The model relies heavily on established collaborations. Ferrari works with AF Corse, BMW with WRT, and Porsche with Manthey—organisations that blur the line between customer and factory operations while remaining technically compliant.
Driver line-ups reinforce this structure. Each entry is limited to a single professional driver, but in practice platinum or gold-rated racers often determine race outcomes in final stints, particularly at Le Mans.
Engineering influence grows
One of the most detailed insights into LMGT3’s inner workings comes from Jérôme Policand of Akkodis ASP, which operates the Lexus programme in partnership with Toyota Gazoo Racing.
He describes a highly integrated support structure:
- Five factory engineers embedded per car (performance, engine, data and systems specialists)
- Continuous data exchange with a Cologne-based spare car programme
- Shared aerodynamic and suspension development between race and factory sites
“This is not just logistical support,” Policand explained. “It is deep technical involvement in how the car performs.”
However, he also cautions that LMGT3 budgets are climbing rapidly, driven largely by global logistics rather than the cars themselves.
The cost of global GT racing
While GT3 machinery is fundamentally cost-effective compared with Hypercar prototypes, the WEC’s global footprint significantly inflates budgets.
Teams now face:
- Intercontinental travel costs
- Large technical staffing requirements (up to 15 personnel per car in WEC spec)
- Complex logistics comparable to prototype racing
Policand warns that LMGT3 is approaching a financial threshold that risks undermining its original purpose if not carefully controlled.
Manufacturers: necessary, but controversial
From Mercedes’ perspective, LMGT3 would not function without manufacturer backing—but defining its limits is difficult.
Stefan Wendl of Mercedes-AMG Customer Racing argues that the category must remain flexible:
“Different levels of support exist naturally. The market will regulate itself over time.”
Others, including Manthey Racing—Porsche’s dominant LMGT3 partner—stress that success still depends on execution rather than hidden factory advantage.
Manthey managing director Nicolas Raeder insists:
“We are a customer team. Porsche does not run the operation—we do. The success comes from collaboration, not control.”
The central question
At its core, LMGT3 sits in a grey zone. Manufacturers are essential for competitiveness, yet overt factory dominance would undermine its identity as a customer series.

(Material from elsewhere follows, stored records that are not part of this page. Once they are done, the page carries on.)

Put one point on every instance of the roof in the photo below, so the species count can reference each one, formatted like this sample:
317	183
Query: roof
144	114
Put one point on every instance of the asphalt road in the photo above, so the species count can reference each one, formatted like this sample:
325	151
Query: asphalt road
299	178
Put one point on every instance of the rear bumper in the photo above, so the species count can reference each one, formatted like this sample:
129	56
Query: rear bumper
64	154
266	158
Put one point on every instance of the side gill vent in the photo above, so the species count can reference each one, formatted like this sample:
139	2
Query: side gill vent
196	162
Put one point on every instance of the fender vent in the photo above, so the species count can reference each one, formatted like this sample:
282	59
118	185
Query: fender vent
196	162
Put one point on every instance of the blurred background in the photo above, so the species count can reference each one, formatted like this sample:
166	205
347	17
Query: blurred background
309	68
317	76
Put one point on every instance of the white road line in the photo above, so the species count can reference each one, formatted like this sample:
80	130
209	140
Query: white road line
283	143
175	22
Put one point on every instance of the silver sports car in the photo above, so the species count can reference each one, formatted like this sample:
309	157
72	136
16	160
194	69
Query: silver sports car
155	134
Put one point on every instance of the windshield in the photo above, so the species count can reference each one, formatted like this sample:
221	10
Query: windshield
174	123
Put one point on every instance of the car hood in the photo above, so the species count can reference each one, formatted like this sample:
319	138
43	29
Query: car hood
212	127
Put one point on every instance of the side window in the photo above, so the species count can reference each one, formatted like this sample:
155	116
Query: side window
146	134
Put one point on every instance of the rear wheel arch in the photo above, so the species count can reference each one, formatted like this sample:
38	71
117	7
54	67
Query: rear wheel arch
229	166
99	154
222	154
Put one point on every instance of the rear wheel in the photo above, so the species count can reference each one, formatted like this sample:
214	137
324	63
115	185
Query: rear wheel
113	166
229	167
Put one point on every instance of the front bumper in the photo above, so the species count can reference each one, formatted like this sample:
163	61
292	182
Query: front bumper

A compromise appears to be emerging:
- Manufacturers provide technical and driver support
- Teams remain operationally independent
- Budgets and staffing are capped by regulation and practicality
As Patrick Arkenau of Manthey puts it:
“LMGT3 must remain a true customer championship. Teams should prove themselves—not operate as disguised factory entries.”
A category at a crossroads
LMGT3 has succeeded in attracting grids, manufacturers, and fan interest. But its long-term stability will depend on maintaining a careful balance: enough factory support to keep competition fierce, but not so much that it becomes an arms race in disguise.
As the 2026 season begins, that balance has never been more important—or more difficult to maintain.